Loss Function and Learning Parameters

In [4]:
rate = 0.001
BATCH_SIZE = 128
EPOCHS = 30

logits = LeNet(x)
cross_entropy = tf.nn.softmax_cross_entropy_with_logits(logits, one_hot_y)
loss_operation = tf.reduce_mean(cross_entropy)
optimizer = tf.train.AdamOptimizer(learning_rate = rate)
training_operation = optimizer.minimize(loss_operation)

Model Evaluation

In [5]:
correct_prediction = tf.equal(tf.argmax(logits, 1), tf.argmax(one_hot_y, 1))
accuracy_operation = tf.reduce_mean(tf.cast(correct_prediction, tf.float32))

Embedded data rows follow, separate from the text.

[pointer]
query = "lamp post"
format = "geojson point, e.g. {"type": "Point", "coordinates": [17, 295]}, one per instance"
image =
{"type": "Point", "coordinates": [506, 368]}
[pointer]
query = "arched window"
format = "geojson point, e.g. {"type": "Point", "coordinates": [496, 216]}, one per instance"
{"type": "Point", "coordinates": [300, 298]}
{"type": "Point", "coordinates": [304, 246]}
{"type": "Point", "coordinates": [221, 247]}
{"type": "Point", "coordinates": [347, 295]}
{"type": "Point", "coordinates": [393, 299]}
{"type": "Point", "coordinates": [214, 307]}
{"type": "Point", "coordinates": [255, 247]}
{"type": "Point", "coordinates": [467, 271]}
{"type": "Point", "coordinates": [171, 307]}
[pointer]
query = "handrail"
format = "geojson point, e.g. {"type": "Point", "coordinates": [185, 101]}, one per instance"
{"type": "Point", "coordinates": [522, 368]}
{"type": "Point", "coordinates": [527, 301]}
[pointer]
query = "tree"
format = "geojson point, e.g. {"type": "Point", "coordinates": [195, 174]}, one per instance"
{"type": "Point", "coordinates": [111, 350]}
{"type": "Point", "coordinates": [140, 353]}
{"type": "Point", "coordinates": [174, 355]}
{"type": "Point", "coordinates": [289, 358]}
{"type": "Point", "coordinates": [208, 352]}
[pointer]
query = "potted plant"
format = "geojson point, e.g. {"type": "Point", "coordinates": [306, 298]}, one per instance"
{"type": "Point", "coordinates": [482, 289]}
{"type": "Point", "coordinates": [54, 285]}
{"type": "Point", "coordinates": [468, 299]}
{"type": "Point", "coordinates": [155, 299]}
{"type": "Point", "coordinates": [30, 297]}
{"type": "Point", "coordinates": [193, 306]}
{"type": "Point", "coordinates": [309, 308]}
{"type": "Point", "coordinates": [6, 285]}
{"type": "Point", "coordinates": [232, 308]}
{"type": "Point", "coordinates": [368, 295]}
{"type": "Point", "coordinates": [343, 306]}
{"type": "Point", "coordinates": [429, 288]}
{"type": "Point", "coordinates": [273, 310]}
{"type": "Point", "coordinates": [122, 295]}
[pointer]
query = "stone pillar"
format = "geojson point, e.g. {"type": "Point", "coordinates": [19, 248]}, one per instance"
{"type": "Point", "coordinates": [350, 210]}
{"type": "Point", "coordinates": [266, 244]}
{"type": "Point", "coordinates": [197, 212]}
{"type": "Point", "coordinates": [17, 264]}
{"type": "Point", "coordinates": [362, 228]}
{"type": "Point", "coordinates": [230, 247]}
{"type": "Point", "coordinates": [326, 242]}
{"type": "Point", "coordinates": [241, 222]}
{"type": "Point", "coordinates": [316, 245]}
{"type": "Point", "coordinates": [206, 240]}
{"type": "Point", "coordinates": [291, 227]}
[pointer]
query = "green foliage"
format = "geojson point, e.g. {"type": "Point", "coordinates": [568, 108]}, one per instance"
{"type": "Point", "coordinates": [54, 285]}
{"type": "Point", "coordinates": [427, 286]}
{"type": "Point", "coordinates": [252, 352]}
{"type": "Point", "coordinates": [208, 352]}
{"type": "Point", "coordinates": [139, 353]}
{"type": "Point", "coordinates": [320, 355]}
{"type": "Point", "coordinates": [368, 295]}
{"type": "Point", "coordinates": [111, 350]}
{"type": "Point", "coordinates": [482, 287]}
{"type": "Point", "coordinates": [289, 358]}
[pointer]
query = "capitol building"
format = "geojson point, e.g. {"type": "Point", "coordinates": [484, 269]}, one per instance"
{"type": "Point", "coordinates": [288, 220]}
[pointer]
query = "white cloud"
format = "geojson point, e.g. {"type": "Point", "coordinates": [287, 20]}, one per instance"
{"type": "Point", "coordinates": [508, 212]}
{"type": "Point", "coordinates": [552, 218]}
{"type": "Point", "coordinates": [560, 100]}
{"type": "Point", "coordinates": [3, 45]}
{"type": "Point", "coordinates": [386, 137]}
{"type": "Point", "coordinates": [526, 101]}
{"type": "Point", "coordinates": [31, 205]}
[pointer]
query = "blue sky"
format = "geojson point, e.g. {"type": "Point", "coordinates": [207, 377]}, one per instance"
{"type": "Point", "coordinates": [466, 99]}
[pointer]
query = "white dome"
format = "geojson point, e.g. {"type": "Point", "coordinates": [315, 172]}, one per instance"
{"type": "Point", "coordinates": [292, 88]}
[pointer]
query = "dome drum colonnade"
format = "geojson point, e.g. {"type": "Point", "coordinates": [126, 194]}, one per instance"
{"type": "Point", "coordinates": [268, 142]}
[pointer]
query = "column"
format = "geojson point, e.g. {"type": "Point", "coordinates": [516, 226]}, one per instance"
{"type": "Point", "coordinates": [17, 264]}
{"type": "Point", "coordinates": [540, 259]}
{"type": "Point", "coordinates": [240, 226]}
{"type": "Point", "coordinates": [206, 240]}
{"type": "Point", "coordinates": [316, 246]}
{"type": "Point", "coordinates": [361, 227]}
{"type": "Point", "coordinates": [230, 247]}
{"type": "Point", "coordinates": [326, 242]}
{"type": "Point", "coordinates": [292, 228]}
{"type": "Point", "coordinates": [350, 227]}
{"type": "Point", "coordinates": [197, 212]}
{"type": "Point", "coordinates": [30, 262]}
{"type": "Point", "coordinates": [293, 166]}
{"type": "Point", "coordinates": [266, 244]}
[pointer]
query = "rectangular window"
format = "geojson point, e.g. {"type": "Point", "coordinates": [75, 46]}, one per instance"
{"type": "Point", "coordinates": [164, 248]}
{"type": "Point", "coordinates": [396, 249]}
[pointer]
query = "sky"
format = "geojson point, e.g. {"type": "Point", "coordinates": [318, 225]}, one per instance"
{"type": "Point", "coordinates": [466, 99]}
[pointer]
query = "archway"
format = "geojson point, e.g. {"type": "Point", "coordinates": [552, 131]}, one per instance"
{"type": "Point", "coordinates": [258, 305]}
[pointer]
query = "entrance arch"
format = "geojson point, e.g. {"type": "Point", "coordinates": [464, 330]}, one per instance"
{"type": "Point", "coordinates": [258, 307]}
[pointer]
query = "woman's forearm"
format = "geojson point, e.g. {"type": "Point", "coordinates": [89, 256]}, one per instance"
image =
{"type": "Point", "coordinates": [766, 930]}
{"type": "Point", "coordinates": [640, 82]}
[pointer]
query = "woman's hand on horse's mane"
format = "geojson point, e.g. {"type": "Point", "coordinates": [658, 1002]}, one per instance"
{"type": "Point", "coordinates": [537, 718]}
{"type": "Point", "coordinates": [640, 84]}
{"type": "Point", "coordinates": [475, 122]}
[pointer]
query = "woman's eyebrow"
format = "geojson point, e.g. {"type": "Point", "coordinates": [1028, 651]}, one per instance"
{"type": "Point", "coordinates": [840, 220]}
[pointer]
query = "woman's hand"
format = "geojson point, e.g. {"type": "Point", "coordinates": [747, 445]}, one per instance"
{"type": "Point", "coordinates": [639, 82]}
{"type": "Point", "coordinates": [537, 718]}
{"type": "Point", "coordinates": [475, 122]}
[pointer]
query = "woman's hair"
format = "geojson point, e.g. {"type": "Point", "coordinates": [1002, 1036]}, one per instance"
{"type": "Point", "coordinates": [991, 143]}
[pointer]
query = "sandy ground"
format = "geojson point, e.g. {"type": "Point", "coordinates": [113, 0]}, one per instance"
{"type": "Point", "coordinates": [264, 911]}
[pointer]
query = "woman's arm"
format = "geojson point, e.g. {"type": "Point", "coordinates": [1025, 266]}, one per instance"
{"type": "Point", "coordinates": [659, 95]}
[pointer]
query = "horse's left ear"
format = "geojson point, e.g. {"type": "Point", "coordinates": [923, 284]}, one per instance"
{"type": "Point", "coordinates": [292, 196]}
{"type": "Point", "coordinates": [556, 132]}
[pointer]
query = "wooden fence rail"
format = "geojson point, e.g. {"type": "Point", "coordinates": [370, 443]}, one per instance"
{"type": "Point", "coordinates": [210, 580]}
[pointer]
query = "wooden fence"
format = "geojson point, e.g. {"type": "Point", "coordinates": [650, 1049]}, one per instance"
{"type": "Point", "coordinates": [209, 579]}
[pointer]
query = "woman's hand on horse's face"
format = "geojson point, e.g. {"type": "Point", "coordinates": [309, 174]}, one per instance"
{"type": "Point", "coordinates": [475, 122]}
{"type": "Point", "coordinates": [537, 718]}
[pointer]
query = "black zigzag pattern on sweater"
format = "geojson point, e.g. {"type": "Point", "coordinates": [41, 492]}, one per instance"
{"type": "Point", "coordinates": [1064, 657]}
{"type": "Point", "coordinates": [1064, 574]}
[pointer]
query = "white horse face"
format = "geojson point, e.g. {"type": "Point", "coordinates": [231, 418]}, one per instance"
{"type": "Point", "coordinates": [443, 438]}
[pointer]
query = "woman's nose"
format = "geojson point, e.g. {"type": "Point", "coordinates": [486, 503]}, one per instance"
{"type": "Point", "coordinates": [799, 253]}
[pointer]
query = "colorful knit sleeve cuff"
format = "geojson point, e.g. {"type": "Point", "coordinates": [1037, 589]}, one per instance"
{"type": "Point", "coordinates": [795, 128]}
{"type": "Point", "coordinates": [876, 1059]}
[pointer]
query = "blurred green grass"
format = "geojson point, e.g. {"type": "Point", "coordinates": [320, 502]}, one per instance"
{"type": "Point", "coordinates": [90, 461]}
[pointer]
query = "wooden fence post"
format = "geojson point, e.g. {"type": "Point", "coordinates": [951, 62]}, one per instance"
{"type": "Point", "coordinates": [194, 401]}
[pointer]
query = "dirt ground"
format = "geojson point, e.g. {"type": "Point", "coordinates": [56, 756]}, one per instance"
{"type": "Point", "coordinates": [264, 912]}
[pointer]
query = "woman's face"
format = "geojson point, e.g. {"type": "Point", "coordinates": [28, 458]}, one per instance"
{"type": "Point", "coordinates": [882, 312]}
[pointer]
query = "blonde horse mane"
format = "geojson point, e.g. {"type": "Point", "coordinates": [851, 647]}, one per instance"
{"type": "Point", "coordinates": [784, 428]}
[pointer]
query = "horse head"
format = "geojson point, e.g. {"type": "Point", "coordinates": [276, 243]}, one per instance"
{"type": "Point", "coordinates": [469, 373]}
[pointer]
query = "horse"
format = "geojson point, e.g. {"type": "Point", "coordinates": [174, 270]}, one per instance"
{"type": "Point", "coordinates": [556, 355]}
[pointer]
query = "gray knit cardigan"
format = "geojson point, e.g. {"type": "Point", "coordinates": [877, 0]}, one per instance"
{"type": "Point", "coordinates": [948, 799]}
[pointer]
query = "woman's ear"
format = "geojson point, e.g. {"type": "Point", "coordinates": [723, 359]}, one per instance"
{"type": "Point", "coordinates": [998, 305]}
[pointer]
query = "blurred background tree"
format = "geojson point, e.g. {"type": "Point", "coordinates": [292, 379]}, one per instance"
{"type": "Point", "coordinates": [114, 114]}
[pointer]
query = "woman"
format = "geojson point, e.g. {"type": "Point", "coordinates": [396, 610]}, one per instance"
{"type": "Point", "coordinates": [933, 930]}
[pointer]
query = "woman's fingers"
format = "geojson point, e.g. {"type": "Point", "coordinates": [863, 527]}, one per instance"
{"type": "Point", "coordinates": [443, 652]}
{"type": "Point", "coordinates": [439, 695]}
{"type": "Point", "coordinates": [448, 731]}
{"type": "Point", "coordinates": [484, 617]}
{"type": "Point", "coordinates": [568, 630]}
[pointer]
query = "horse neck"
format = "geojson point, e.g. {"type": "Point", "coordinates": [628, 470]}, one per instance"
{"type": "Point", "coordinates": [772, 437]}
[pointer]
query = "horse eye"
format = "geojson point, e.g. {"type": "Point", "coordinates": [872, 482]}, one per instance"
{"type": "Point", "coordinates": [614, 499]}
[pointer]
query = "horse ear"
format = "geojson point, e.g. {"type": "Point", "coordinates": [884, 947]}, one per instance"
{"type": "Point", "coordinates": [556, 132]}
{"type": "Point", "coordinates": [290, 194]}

def evaluate(X_data, y_data):
    num_examples = len(X_data)
    total_accuracy = 0
    sess = tf.get_default_session()
    for offset in range(0, num_examples, BATCH_SIZE):
        batch_x, batch_y = X_data[offset:offset+BATCH_SIZE], y_data[offset:offset+BATCH_SIZE]
        accuracy = sess.run(accuracy_operation, feed_dict={x: batch_x, y: batch_y, keep_prob:1, keep_prob_conv:1})
        total_accuracy += (accuracy * len(batch_x))
    return total_accuracy / num_examples

Training Setup

In [6]:
### Train your model here.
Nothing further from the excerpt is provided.